Pantauan AJNN, di Pasar Inpres Kota Lhokseumawe, sejumlah pembeli juga mengincar cangkang ketupat tersebut untuk dijadikan sajian makanan seperti lontong dan lainnya.

Salah seorang pedagang, Basri mengatakan, dirinya akan menjual cangkang ketupat hingga memasuki hari meugang kedua (esok). Biasanya, dirinya mampu meraup keuntungan dari hasil jualan cangkang ketupat sekitar Rp 400 ribu per hari, tergantung kondisi dan keramaian pembelinya.

“Biasanya sehari bisa capai Rp 300 ribu hingga Rp 400 ribu, dalam sekali lebaran kami jualan bisa mendapat keuntunga sekitar satu jutaan,” katanya kepada AJNN.

Sambungnya, cangkang ketupat yang dijual, selain dibuat sendiri secara tradisional, juga dipasok dari pembuat-pembuat tradisional lainnya di kawasan Kota Lhokseumawe. Dalam satu cangkang yang dijual Rp 5 ribu tersebut terdapat 10 buah ketupat.

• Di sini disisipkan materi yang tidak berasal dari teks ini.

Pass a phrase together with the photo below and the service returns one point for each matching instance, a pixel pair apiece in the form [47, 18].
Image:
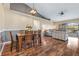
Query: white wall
[12, 20]
[1, 17]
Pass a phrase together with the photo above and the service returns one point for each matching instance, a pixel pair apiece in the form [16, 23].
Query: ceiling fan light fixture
[33, 11]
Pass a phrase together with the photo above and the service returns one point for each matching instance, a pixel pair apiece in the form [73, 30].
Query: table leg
[20, 43]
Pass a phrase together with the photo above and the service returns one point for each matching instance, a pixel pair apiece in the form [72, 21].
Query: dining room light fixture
[33, 11]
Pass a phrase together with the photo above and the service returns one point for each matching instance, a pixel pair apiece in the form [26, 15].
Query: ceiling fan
[33, 11]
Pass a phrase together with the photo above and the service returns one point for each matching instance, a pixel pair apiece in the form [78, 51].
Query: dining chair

“Pembuatan cangkang ketupat setiap lebaran merupakan sudah menjadi tradisi dan juga kebiasaan masyarakat Indonesia, khusunya dalam wilayah Aceh. Bahan bakunya juga mudah didapatkan yaitu hanya menggunakan daun kelapa muda saja,” ungkapnya.

Selain itu, memasuki hari meugang pertama di Kota Lhokseumawe, pemintaan daging ayam potong oleh pembeli mulai meningkat di sejumlah pasar tradisional kota setempat. Sementara harganya saat ini Rp 25 ribu per kilogram dari harga biasanya Rp 20 ribu per kilogram.

Pedagang ayam potong di pasar Pusong Kota Lhokseumawe, Rabu (13/6). Foto: Sarina

Salah seorang pedagang daging ayam potong di pasar Pusong, Kota Lhokseumawe, Mahrizal mengatakan, kenaikan harga tersebut mulai terjadi sejak dua hari terakhir. Sementara daging ayam potong yang dijual tersebut dipasok dari peternak dalam daerah Provinsi Aceh, seperti, Kabupaten Nisam dan Sawang, Aceh Utara.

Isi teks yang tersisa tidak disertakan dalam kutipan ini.